Pierre-Charles Le Sueur: (1672-1704)
     He was the son of Victor LeSueur & Anne Honneur and married Marguerite Messier St.Michel (daughter of Michel Messier & Marie-Anne Lemoine/LeMoyne) at Boucherville, Chambly, Quebec in 1690. Their children were: Marie-Anne (b.1693, Montreal), Louise-Marguerite (b.1694, Montreal), Marie (b.1796, Montreal), Jean-Paul & Marguerite (b.1699, Montreal)(m.Nicolas Chauvin, sieur de La Freniere about 1724, Mobile, Alabama).
     Marguerite was familiar with the fur trade, having a father (he had been with LaSalle and Tonty in 1680) & a brother (Rene Messier Duchene) whom had been in the far west and a sister, Jeanne who was married to an important man in the business, Ignace Hebert. The success the family enjoyed, most likely, came from Marguerite's uncle, Charles Le Moyne, sieur de Longueuil, who was instrumental in developing the fur commerce in New France and his sons who were instrumental in reducing the British threat in North America and expanding the trade for New France.
     Before 1681, Pierre was in the western Great Lakes trading and at Sault Ste.Marie with Jesuit Father Pierre Bailloguet. In 1681 he was released from jail in Montreal for his activities and charged with trading illegally, but by 1683 he was with a convoy of 15 canoes from Montreal to Green Bay and the Mississippi. He was assisting Nicolas Perrot at Fort Antoine, (lower Lake Pepin on the Mississippi) when Perrot ceremonially took possession of the Mississippi's headwaters for France in May of 1689. In 1693 Pierre is sent west by Louis de Buade, Comte de Frontenac (Gov.General of New France) to establish forts about Lake Superior and peace between the native tribes. By 1695 he was commanding a fort at Chequamegon (Lapointe) & had establish another on the Brule-St.Croix Rivers route, the previous year. Now he was erecting another on an island of the Mississippi, 200 leagues above the Illinois River. In mid-July of 1695, he returned to Montreal with Chiefs of two native tribes (Ojibwe & Dakota) and five other Frenchmen.
     The later years of the 1690's, Pierre spent on at least two trips to France (on one trip he was captured at sea & spent the summer of 1697 as a British prisoner). On his return trip from France in 1699, he accompanied his wife's cousins (Pierre LeMoyne sieur d'Iberville, Jean Bte.LeMoyne sieur de Bienville & Antoine LeMoyne de Chateaugue) on their mission to permanently establish the claim of LaSalle, for France at the mouth of the Mississippi.

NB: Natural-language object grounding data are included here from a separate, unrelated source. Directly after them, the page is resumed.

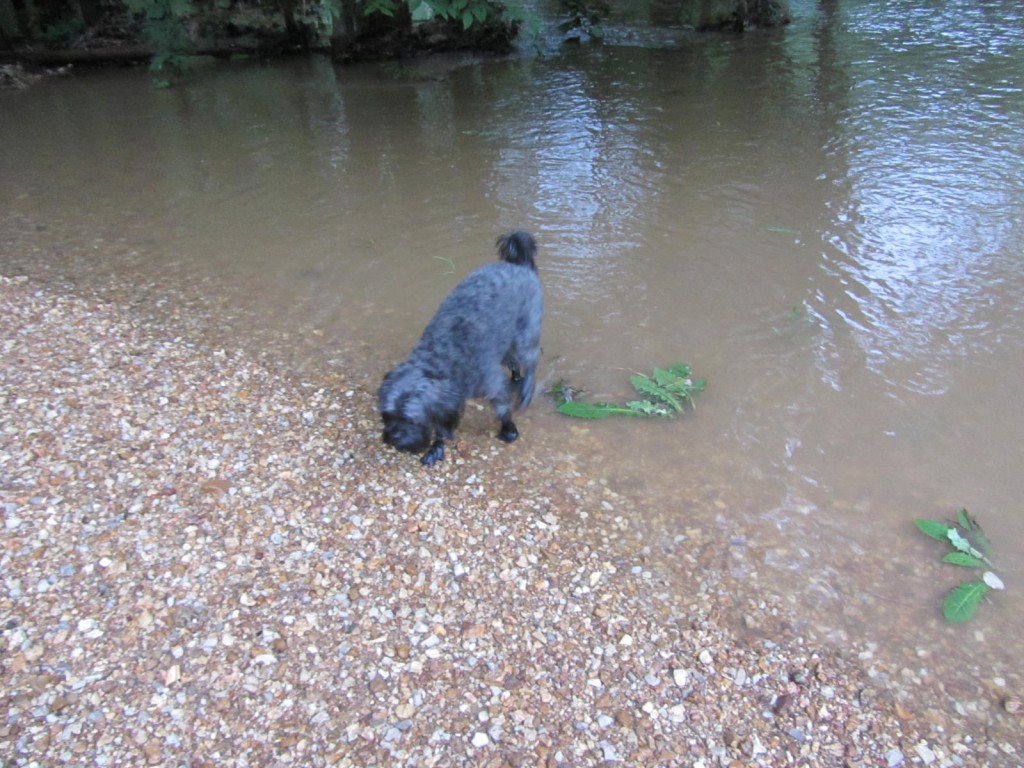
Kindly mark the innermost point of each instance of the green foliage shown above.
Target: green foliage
(468, 11)
(584, 18)
(64, 33)
(163, 28)
(963, 601)
(971, 551)
(669, 391)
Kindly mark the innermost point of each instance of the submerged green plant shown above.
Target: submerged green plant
(669, 392)
(971, 550)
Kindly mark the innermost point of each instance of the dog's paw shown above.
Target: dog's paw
(508, 432)
(433, 456)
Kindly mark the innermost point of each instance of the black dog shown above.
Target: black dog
(489, 323)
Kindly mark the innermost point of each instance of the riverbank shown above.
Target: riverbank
(207, 561)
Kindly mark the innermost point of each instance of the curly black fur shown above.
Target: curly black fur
(483, 343)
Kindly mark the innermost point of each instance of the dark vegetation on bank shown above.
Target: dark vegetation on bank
(170, 33)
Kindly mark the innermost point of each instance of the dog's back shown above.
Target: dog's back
(491, 321)
(487, 328)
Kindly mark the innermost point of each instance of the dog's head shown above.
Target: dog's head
(404, 434)
(518, 248)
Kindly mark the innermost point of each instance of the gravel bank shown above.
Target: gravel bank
(206, 562)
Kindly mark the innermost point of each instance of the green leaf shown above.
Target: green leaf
(960, 543)
(646, 408)
(961, 558)
(965, 519)
(593, 410)
(645, 386)
(934, 528)
(963, 601)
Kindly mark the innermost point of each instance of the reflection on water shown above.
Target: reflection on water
(824, 220)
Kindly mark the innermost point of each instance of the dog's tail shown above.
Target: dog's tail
(518, 248)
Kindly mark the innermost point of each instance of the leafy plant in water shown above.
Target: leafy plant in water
(971, 550)
(669, 391)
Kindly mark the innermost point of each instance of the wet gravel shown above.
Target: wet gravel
(207, 561)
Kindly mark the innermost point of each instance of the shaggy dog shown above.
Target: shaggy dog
(489, 323)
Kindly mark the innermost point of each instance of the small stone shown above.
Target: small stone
(894, 758)
(480, 739)
(925, 753)
(608, 752)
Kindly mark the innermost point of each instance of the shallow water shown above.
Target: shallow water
(825, 221)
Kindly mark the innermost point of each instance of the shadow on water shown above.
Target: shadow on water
(824, 221)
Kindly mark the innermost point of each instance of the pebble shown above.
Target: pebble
(480, 739)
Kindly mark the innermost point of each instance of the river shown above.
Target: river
(826, 221)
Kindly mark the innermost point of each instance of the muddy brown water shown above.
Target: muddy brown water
(825, 221)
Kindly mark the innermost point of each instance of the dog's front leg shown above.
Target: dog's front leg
(508, 432)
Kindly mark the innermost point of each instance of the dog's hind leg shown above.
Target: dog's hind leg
(508, 431)
(444, 430)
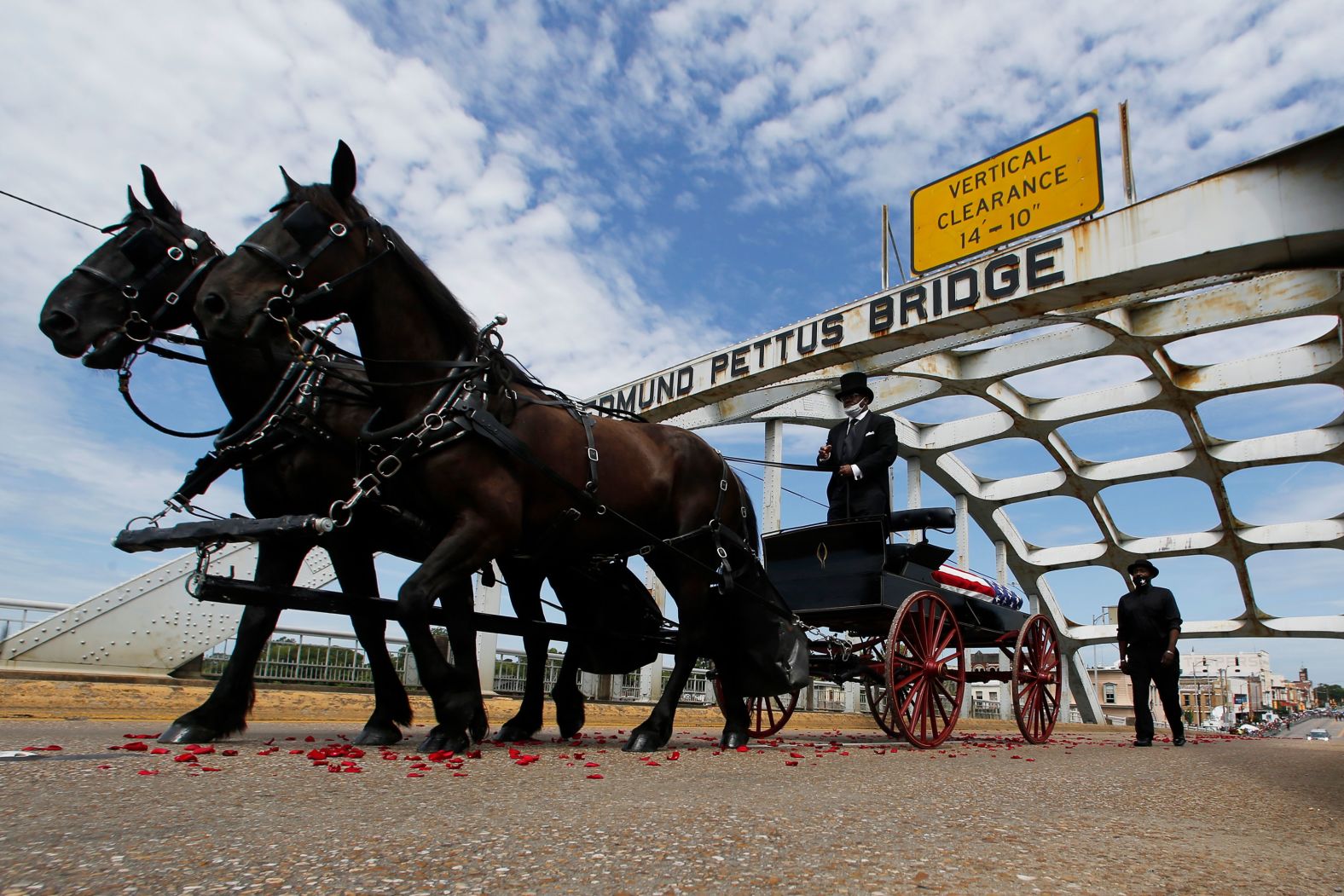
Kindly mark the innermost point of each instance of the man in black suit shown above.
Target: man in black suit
(858, 453)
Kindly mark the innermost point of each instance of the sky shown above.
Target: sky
(634, 184)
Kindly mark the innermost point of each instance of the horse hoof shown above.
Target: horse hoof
(644, 742)
(513, 731)
(733, 739)
(443, 741)
(378, 737)
(187, 732)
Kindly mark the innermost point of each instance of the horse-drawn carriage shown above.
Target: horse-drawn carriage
(483, 464)
(907, 629)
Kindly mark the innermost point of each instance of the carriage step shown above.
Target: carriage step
(240, 592)
(194, 535)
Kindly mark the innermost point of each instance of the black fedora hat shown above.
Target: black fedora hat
(1143, 564)
(855, 383)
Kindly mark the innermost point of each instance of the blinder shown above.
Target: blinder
(305, 224)
(315, 233)
(145, 249)
(151, 253)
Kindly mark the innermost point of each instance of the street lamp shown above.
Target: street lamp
(1108, 614)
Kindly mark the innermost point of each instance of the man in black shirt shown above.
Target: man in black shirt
(1150, 625)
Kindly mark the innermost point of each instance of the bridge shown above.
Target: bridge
(1255, 243)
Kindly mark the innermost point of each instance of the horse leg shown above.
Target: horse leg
(569, 699)
(391, 707)
(737, 718)
(224, 712)
(655, 731)
(453, 690)
(524, 592)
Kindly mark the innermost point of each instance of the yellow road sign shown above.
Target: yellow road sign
(1040, 183)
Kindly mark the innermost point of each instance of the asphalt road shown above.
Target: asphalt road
(811, 812)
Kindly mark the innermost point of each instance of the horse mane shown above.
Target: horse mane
(448, 312)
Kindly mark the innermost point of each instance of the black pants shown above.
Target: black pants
(1147, 668)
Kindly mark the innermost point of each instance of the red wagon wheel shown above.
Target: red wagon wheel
(877, 692)
(1035, 679)
(768, 714)
(925, 677)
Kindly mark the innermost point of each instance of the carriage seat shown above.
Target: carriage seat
(921, 519)
(922, 553)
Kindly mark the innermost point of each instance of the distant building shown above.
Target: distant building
(1219, 690)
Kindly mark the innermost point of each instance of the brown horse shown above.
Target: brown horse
(513, 468)
(123, 296)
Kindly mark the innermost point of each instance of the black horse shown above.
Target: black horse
(140, 284)
(511, 468)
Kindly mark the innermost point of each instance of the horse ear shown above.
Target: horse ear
(343, 172)
(291, 184)
(133, 200)
(158, 200)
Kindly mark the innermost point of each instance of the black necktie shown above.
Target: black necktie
(851, 440)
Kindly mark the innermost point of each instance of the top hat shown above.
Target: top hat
(855, 383)
(1143, 564)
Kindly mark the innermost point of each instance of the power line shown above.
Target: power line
(51, 210)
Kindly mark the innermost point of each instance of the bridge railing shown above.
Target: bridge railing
(16, 616)
(322, 657)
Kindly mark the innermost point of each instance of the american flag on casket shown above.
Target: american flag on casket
(976, 586)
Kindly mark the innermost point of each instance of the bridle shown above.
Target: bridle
(315, 233)
(151, 257)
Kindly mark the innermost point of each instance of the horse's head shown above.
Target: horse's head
(139, 282)
(307, 263)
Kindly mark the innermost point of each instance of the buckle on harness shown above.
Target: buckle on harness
(389, 466)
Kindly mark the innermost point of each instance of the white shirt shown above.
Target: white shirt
(854, 468)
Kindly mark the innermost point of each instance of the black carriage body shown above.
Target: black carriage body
(844, 576)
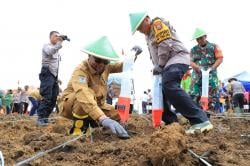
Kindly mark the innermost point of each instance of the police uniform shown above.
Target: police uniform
(205, 57)
(168, 52)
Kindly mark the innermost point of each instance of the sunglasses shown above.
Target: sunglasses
(98, 61)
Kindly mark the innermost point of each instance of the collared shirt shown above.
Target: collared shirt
(51, 57)
(90, 88)
(236, 87)
(169, 51)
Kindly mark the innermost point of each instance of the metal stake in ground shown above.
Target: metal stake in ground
(199, 157)
(1, 159)
(40, 154)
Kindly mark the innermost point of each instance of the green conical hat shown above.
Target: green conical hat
(101, 48)
(198, 33)
(136, 20)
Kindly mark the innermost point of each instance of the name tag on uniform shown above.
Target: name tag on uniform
(162, 31)
(82, 80)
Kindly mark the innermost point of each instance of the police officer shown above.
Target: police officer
(172, 60)
(205, 56)
(84, 99)
(49, 73)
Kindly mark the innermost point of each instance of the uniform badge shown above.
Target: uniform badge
(158, 25)
(82, 80)
(161, 31)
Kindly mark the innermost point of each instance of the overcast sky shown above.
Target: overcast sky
(25, 27)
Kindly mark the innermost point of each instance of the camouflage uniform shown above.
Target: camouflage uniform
(205, 57)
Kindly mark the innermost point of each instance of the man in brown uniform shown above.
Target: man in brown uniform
(84, 98)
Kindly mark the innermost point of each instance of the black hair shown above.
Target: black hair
(52, 32)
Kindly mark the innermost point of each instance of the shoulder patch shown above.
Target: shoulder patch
(161, 31)
(82, 80)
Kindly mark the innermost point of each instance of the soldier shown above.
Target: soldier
(205, 56)
(171, 59)
(48, 76)
(84, 99)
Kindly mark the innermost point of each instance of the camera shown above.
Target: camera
(65, 37)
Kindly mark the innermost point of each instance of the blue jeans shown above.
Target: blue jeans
(34, 105)
(49, 90)
(175, 95)
(8, 109)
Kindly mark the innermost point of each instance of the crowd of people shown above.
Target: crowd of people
(84, 99)
(17, 101)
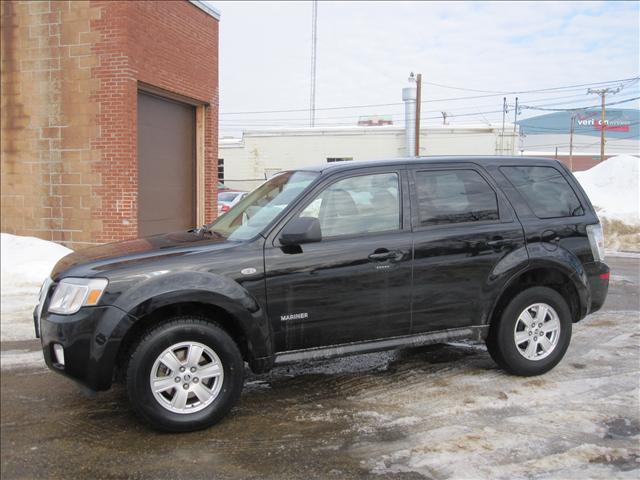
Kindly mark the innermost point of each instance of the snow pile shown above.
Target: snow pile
(613, 187)
(25, 263)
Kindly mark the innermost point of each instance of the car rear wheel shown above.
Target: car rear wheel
(184, 375)
(533, 332)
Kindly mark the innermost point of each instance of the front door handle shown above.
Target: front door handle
(499, 242)
(382, 254)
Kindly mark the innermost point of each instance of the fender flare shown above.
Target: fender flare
(562, 261)
(196, 287)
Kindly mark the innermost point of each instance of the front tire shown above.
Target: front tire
(185, 375)
(532, 334)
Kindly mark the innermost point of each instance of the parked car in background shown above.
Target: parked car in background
(227, 199)
(329, 261)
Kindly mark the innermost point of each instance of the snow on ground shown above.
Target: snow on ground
(613, 186)
(25, 263)
(614, 189)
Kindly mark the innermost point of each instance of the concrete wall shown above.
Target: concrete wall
(70, 75)
(248, 161)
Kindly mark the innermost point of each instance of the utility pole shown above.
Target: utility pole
(573, 126)
(314, 41)
(603, 126)
(409, 99)
(504, 112)
(515, 121)
(418, 101)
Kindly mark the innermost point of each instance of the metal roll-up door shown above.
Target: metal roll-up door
(166, 165)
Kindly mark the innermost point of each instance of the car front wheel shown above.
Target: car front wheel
(184, 375)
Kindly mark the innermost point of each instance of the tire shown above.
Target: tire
(517, 344)
(181, 349)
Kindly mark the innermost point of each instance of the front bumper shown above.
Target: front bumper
(90, 339)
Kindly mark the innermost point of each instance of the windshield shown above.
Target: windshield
(228, 196)
(254, 212)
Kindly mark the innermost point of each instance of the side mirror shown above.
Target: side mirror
(301, 230)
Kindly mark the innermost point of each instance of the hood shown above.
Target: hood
(93, 260)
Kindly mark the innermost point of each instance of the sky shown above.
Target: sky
(366, 50)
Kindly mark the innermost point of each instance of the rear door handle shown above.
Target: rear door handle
(382, 254)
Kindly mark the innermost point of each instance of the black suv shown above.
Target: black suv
(329, 261)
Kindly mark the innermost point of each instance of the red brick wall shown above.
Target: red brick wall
(70, 73)
(172, 45)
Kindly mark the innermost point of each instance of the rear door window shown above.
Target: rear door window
(545, 190)
(454, 196)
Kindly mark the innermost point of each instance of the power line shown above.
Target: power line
(399, 114)
(314, 41)
(429, 101)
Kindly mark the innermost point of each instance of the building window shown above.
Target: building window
(221, 170)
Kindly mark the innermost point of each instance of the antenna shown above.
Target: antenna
(314, 41)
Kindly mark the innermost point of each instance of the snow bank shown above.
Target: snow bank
(25, 263)
(613, 187)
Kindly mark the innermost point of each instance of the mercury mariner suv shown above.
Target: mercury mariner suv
(329, 261)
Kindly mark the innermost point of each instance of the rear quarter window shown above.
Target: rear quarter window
(545, 190)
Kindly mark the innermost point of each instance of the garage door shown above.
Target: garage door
(166, 165)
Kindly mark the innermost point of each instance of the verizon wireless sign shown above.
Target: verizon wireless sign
(609, 125)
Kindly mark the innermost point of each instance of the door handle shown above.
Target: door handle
(499, 242)
(382, 254)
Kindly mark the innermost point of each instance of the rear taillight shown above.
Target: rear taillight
(596, 240)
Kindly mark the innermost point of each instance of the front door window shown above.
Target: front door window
(357, 206)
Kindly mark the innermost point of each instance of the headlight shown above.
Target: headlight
(73, 293)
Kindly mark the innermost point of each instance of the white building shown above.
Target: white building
(246, 162)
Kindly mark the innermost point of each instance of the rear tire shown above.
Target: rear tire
(184, 375)
(532, 334)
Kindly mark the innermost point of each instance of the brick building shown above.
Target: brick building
(109, 118)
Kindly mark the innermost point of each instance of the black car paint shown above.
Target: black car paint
(441, 278)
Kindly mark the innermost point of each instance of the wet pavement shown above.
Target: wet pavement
(431, 412)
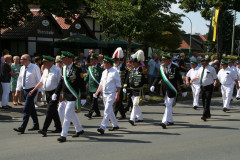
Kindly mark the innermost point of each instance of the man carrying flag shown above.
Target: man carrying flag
(74, 94)
(171, 81)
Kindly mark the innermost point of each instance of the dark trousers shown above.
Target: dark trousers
(206, 99)
(119, 106)
(94, 105)
(52, 112)
(29, 108)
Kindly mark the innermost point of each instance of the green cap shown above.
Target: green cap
(166, 56)
(48, 58)
(224, 62)
(108, 60)
(195, 62)
(93, 56)
(66, 54)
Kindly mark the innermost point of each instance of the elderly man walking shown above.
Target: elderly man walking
(29, 77)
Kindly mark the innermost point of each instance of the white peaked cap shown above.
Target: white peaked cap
(139, 55)
(118, 53)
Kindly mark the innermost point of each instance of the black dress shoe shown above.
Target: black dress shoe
(170, 123)
(62, 139)
(131, 122)
(78, 133)
(122, 117)
(163, 125)
(88, 115)
(21, 130)
(224, 109)
(100, 130)
(204, 118)
(34, 128)
(97, 115)
(114, 128)
(44, 133)
(57, 131)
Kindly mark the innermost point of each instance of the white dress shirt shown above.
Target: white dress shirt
(227, 76)
(33, 76)
(110, 80)
(209, 75)
(51, 78)
(192, 73)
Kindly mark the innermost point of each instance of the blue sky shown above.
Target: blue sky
(198, 23)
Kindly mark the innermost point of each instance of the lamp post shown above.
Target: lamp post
(190, 34)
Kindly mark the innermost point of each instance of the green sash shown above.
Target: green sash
(90, 71)
(78, 105)
(169, 84)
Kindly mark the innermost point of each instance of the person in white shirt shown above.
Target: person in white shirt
(195, 83)
(207, 75)
(49, 80)
(110, 85)
(227, 77)
(238, 77)
(29, 77)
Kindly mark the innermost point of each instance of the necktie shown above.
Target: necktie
(105, 82)
(24, 76)
(202, 76)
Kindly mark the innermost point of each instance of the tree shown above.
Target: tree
(136, 19)
(205, 7)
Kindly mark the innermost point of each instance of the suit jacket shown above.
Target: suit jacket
(97, 73)
(75, 79)
(174, 76)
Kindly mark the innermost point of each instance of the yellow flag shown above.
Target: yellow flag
(214, 23)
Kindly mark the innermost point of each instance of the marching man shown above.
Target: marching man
(135, 82)
(110, 85)
(194, 82)
(171, 83)
(93, 78)
(227, 77)
(73, 86)
(117, 57)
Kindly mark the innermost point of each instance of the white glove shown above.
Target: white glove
(184, 94)
(54, 97)
(94, 95)
(83, 101)
(152, 88)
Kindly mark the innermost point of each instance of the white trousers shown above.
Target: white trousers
(61, 109)
(227, 92)
(5, 95)
(238, 91)
(70, 116)
(136, 111)
(108, 100)
(167, 117)
(196, 90)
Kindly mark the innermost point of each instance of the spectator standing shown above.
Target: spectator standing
(16, 70)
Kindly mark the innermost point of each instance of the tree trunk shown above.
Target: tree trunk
(129, 46)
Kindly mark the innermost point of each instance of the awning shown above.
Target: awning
(80, 41)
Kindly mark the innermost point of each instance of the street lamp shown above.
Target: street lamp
(190, 34)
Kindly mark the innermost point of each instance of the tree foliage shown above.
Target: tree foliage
(144, 20)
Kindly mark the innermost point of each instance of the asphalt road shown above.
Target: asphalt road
(189, 139)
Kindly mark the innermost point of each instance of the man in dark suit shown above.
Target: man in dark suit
(74, 93)
(171, 80)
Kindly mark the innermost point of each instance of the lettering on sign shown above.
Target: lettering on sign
(45, 32)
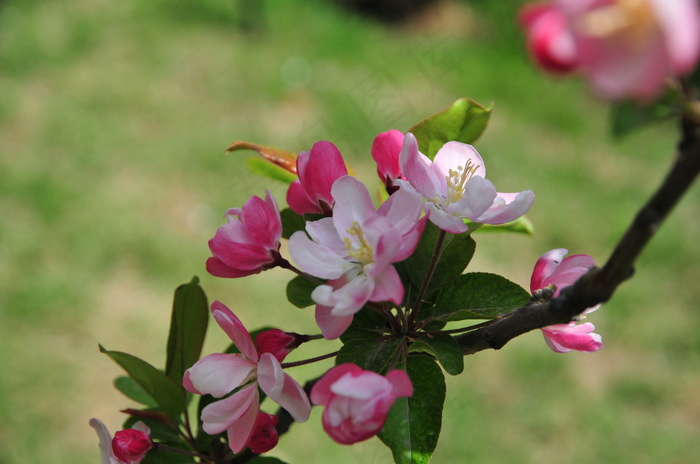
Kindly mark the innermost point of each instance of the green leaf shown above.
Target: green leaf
(522, 225)
(477, 295)
(133, 390)
(188, 327)
(271, 171)
(299, 292)
(412, 427)
(366, 325)
(291, 222)
(464, 122)
(168, 395)
(375, 356)
(455, 255)
(627, 116)
(443, 347)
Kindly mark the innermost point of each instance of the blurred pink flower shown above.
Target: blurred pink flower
(129, 446)
(250, 240)
(626, 48)
(553, 269)
(386, 149)
(265, 435)
(357, 401)
(355, 249)
(456, 188)
(219, 374)
(275, 342)
(317, 169)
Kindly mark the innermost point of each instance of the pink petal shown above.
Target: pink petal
(270, 375)
(218, 374)
(218, 416)
(299, 201)
(105, 440)
(352, 203)
(417, 171)
(321, 391)
(317, 260)
(240, 431)
(235, 329)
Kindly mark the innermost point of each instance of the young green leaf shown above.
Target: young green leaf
(169, 396)
(445, 349)
(477, 295)
(133, 390)
(412, 427)
(299, 292)
(188, 327)
(375, 356)
(464, 122)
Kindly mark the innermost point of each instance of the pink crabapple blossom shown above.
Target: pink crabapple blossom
(356, 401)
(553, 269)
(626, 48)
(318, 169)
(249, 242)
(129, 446)
(219, 374)
(355, 249)
(456, 188)
(386, 150)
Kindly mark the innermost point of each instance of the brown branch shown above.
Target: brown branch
(598, 285)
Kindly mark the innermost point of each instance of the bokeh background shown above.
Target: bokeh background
(114, 116)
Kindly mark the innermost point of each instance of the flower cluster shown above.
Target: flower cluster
(626, 48)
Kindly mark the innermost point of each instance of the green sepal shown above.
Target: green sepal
(132, 390)
(188, 327)
(375, 356)
(444, 348)
(464, 122)
(263, 168)
(299, 292)
(168, 395)
(366, 325)
(477, 295)
(522, 225)
(412, 427)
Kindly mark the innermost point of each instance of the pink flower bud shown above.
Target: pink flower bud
(275, 342)
(264, 436)
(357, 401)
(131, 446)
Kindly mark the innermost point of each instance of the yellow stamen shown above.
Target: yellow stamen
(364, 253)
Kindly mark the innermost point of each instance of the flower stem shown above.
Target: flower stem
(309, 361)
(428, 277)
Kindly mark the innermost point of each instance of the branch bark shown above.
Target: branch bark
(599, 285)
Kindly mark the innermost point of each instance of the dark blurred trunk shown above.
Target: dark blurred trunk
(388, 11)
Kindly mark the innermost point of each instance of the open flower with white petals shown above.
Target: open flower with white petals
(219, 374)
(355, 249)
(456, 187)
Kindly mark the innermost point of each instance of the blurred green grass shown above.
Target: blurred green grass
(113, 121)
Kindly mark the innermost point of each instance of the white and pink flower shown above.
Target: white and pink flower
(129, 446)
(220, 374)
(456, 188)
(626, 48)
(248, 243)
(355, 249)
(357, 401)
(553, 269)
(318, 169)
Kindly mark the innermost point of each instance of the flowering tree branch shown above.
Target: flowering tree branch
(599, 284)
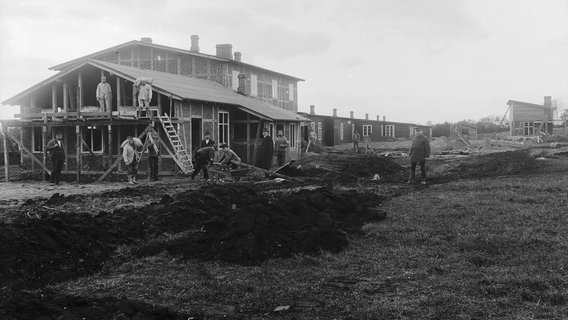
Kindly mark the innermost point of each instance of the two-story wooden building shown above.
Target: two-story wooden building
(194, 93)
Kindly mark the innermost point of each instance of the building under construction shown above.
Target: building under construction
(193, 93)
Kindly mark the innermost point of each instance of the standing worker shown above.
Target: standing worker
(266, 151)
(104, 95)
(153, 156)
(419, 151)
(57, 155)
(207, 142)
(280, 147)
(130, 158)
(227, 156)
(356, 139)
(145, 94)
(203, 158)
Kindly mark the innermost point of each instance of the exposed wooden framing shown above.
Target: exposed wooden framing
(78, 155)
(6, 157)
(28, 152)
(117, 162)
(83, 142)
(254, 150)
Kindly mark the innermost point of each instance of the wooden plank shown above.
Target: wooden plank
(22, 148)
(6, 156)
(108, 171)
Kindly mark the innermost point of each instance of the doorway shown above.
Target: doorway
(196, 133)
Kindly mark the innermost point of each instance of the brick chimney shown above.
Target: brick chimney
(548, 101)
(194, 43)
(241, 87)
(225, 51)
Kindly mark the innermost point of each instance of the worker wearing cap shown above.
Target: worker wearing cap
(203, 158)
(266, 151)
(280, 147)
(57, 155)
(227, 156)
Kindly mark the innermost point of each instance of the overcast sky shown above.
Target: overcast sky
(408, 60)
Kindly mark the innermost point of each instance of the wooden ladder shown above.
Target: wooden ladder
(181, 157)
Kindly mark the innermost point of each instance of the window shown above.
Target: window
(235, 83)
(274, 89)
(93, 137)
(271, 129)
(367, 130)
(389, 130)
(528, 128)
(37, 139)
(223, 127)
(292, 139)
(253, 85)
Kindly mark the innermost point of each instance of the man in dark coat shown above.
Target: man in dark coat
(266, 151)
(207, 142)
(153, 156)
(57, 155)
(203, 158)
(419, 151)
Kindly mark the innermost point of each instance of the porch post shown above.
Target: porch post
(54, 98)
(80, 94)
(118, 94)
(6, 157)
(44, 139)
(65, 98)
(109, 145)
(78, 150)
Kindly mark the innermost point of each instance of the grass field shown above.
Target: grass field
(495, 248)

     At the end of April of 1700, Pierre & 24 men leave the mouth of the Mississippi for the Upper Mississippi and by September they arrived at Nicolas Perrot's island post of Isle Pelee, above Lake Bon Secours or Lake Pepin. At this point, according to Andre Penicaut's journal of the expedition (from "Fleur de Lys and Calumet", translated & edited by Richebourg McWilliams), "...the French from Canada set up their fort and trading center when they come to traffic in pelts and other merchandise; here, too, they spend the winter because game is very plentiful in the prairies on both sides of the river...When spring comes, the savages come to this island bringing their merchandise,...Often there are savages who rob the French-Canadian traders: particularly the savages of one village made up of five different nations distinguished by their names, namely, the Cioux, the people of the main village; the Mententons; the Mencouacantons; the Ouytespouy; some other Cioux of the soil;...Eight leagues upstream we found the Saut de St.Anthoine, which one can hear two leagues away...". LeSueur built Fort L'Huillier & mined what he thought was a copper ore, returning to the mouth of the Mississippi in February of 1702 and taking his ore back to France. On his return journey he caught the plague while in the Gulf of Mexico in the spring of 1704 and died.